Currently reading: Connaught signs deal for Welsh factory
Massive investment for new firm: first cars should roll off production line this year

The first production Connaught sports cars will roll off a brand-new production line later this year, following today’s announcement (29 March) of a new factory, R&D centre and HQ in Wales, the first car assembly plant in the country for over 30 years.

Up to £12m is being invested to get the 300bhp supercharged Type-D and its 162bhp hybrid-powered variant into production with ambitious plans to make up to 1000 cars a year by 2012.

“We’ve been working hard towards this moment for several years and are very proud to be starting production in Wales,” said Tony Martindale, Connaught’s joint founder.

Martindale and fellow ex-Jag staffer Tim Bishop launched Connaught in 2002 with their own money, developing the alloy and composite-bodied Type-D and its narrow angle V10 from scratch.

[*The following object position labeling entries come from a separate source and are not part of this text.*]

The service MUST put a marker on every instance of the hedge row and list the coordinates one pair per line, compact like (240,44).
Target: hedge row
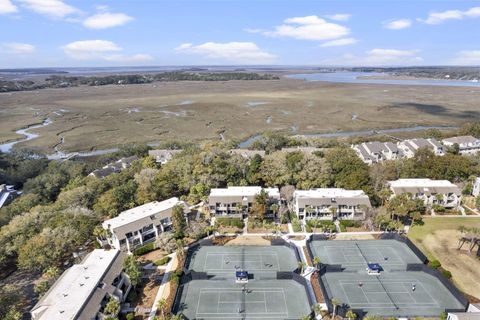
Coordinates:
(230,222)
(144,249)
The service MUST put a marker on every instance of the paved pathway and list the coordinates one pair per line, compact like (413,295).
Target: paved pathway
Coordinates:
(164,285)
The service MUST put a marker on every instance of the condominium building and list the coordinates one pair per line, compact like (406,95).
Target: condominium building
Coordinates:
(373,152)
(162,156)
(247,153)
(139,225)
(237,201)
(476,187)
(466,144)
(410,147)
(440,192)
(7,194)
(113,167)
(84,289)
(330,203)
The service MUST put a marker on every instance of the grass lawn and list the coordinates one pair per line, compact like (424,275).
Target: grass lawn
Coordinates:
(438,239)
(418,233)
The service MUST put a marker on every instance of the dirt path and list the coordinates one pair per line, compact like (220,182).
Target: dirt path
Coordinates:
(464,267)
(345,236)
(248,241)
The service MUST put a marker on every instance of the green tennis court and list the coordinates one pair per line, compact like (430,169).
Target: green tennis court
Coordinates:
(397,291)
(264,296)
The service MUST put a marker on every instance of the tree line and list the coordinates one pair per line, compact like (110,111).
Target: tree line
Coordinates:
(62,206)
(61,81)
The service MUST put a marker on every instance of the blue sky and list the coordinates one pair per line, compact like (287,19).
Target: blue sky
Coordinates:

They have now been joined by several “high net-worth individuals” as co-investors who are together providing £8.5m to turn Connaught into a fully-fledged car company. A further grant of £3.5m from the Welsh Assembly completes the business package.

A 60,000sq ft site with factory, offices, R&D and design will be built in Llanelli, West Wales for completion in 2009 and the roll-out of the first left-hand-drive cars.

In the meantime Connaught will move into spare factory space at a nearby Thyssen-Krupp factory, where the first right-hand-drive cars will be built this year.

Connaught will concentrate on final assembly and engine production. Fully-painted bodies will be built on the continent by a major coach-builder and trucked to Wales for final assembly. Martindale hopes to name this major supplier to Connaught next week.

Blocks for the V10 will come from a foundry near Llanelli, as will many components.

So far the company has hand-built five prototypes at a site in Coventry. “But we knew that to get consistency of build quality we needed a proper, mechanised production line,” said Martindale.

Future plans include a four-door super-saloon “in the mould of an Aston Martin or Bentley ” says Martindale. And a V12 version of the V10 has already been designed to power this model, planned for production around 2012/2103.

That date is also set for a launch in North America. “There’s a huge potential market over there. And the Type-D and the V10 have been engineered with US sales in mind,” said Martindale.